Instructor: Dr. Tamás SZABADOS
Text: W. Feller: An Introduction to Probability Theory and its Applications + handouts
Prerequisite: elementary calculus
Topics:
Boolean operations, algebra of events, probabilities.
(F/I=Feller, ch. I.)
Inclusion-exclusion: the Sieve Formula. (F/IV.1)
Combinatorial reasoning in determining probabilities
(the hypergeometric distribution, occupancy problems).
(F/II,IV)
Conditional probability, Bayes' rule, independence. (F/V)
Geometrical reasoning in determining probabilities
(some problems). (Handout)
Discrete random variables and their distributions
(hypergeometric, binomial, geometric and Poisson distributions).
(F/VI)
Poisson approximation of binomial distribution. (F/VI)
The expectation, variance and covariance of discrete
random variables. (F/IX)
Nonnegative integer valued random variables. Convolution and
the generating function. (F/XI)
Applications of the generating function: branching process, first
passage and recurrence problems for random walks. (F/XII)

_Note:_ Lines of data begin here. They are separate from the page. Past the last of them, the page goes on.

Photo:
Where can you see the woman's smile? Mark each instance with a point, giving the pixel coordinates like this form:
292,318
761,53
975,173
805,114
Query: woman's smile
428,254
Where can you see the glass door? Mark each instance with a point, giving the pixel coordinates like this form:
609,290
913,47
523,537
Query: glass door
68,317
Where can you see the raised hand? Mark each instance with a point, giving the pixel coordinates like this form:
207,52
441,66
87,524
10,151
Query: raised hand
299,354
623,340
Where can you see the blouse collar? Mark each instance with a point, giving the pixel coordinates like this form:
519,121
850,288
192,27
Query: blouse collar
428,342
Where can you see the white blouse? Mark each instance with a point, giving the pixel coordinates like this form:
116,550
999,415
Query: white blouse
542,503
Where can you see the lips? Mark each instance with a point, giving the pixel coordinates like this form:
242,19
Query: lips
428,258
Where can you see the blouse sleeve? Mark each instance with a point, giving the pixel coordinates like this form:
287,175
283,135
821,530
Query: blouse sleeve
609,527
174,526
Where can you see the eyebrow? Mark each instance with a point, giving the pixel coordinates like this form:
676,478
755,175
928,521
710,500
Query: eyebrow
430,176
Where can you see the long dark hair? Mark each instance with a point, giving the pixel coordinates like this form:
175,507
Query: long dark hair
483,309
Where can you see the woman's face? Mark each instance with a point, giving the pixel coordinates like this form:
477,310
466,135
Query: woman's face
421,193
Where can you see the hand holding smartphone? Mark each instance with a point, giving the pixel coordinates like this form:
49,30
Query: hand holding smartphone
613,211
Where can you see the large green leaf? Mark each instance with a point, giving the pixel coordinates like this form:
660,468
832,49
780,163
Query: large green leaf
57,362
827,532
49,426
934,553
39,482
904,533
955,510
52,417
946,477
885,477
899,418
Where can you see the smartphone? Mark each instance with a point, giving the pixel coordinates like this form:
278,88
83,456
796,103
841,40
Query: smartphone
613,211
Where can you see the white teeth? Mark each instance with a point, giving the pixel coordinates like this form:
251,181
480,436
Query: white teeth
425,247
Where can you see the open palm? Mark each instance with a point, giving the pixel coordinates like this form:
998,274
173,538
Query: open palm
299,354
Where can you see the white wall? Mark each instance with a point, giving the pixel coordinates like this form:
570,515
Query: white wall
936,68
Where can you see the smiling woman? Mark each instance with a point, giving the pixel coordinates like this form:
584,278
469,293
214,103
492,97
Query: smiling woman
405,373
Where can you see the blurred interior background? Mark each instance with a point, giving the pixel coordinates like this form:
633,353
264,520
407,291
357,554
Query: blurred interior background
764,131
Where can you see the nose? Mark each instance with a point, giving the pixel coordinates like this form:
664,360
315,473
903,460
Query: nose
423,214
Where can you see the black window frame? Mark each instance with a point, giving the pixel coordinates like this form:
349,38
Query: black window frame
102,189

Bernoulli's Law of Large Numbers for binomially distributed random
variables. (F/VI)
An application: a probabilistic proof of Weierstrass' approximation
theorem. (Handout)
Normal approximation of the binomial distribution. (F/VII)
The general notion of random variable, distribution
functions (examples: uniform, exponential, normal (or Gauss),
Cauchy and lognormal distributions).
(Handout)
Convolution. Convolution of Gaussians: stability. Convolution
of exponentials: the $\Gamma$-distributions. (Handout)
Expectation, variance, covariance and higher moments
of general random variables. (Handout)
Markov's and Chebyshev's inequalities. The Weak Law of Large
Numbers. (F/IX,X)
The Borel--Cantelli lemma and the Strong Law
of Large Numbers. (F/VIII)
Kolmogorov's inequality and the Strong Law of Large Numbers
(continued). (F/IX,X)
The characteristic function, basic properties,
examples. (Handout)
Weak convergence of probability distributions, equivalent formulations.
(Handout)
The method of characteristic functions in
proving weak convergence: the Central Limit Theorem.
(Handout)
With special emphasis on problem solving!